Ty also frowns on stores marking prices up. "They're sending out harsh letters to Ty venders who mark up the toys beyond the suggested retail, because then it's no longer a toy that kids can afford."
Wallace said that one outlet in the airport marked up Beanies from $8 to $15 in only a couple of weeks.
Counterfeit Beanies are becoming a problem. "When you've got toy bears worth $2,300, sure, you're going to get fakes," said Wallace. "Some are really good knock-offs. Thank goodness for the Internet: There are lots of Beanie pages telling you how to spot counterfeits."
Both Wallace and Loera said the primary smugglers are flight attendants returning from the Far East.
Seen any purple-blue Peanuts? Only a few thousand Peanut the Elephant Beanies were made before Ty decided it didn't like that color. This makes it the rarest Beanie, typically going for $5,000 or more.
"I saw someone pay $5,500 for one at the toy expo last week," said Wallace. "Everyone's got different-sized wallets. This one was for for a kid who had ALL the Beanies except that one."
That's one way of communicating with your kids. Wallace said he sees a lot of mother-daughter teams haunting the Beanie tables, laughing and having a good time. "The good thing about the toy is that it's universal."
Not quite.

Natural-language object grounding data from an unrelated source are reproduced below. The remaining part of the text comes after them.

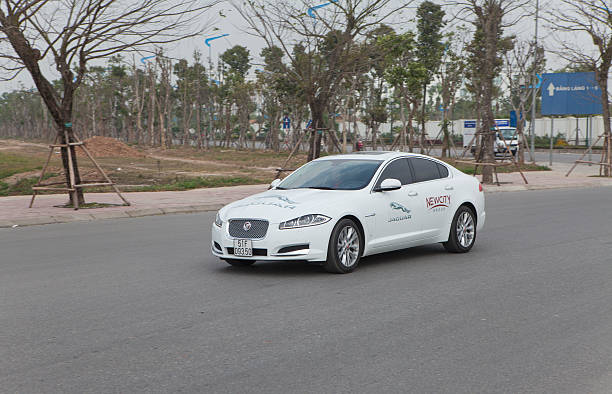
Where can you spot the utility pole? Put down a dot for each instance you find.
(533, 84)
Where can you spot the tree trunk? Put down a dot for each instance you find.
(423, 119)
(603, 84)
(316, 110)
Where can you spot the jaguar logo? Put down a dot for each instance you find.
(400, 207)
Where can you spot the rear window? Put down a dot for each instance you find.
(443, 170)
(397, 169)
(425, 170)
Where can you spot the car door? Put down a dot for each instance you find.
(435, 195)
(396, 219)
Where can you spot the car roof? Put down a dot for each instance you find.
(374, 155)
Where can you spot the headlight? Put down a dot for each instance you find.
(304, 221)
(218, 221)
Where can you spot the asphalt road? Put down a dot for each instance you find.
(140, 305)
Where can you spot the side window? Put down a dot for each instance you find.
(397, 169)
(443, 170)
(424, 170)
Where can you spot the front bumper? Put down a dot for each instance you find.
(316, 237)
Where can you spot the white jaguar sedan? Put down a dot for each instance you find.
(338, 209)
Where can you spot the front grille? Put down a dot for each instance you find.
(258, 229)
(256, 252)
(289, 249)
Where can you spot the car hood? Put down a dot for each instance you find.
(280, 205)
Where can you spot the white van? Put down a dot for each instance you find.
(509, 142)
(499, 148)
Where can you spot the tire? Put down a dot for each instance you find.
(239, 263)
(345, 248)
(460, 240)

Beaniemania is a North America -- and recently European -- phenomenon. The rest of the world doesn't amount to a hill of Beanies. Not yet.
When Loera gets in new Beanies, he puts them on the shelf at random times so that kids have an equal shot at purchasing the toy. "I usually wait until school is out, after 3:30," he said.
"The hard-core collectors, the ones who put the toys in acrylic cases, are still a minority," said Wallace.
"The regular buyer is still a guy who sees a cute $5 toy, buys it and rips off the tag and gives it to his kid, who sucks on its head all day. Gee, Dad, it's only a toy. Get a grip."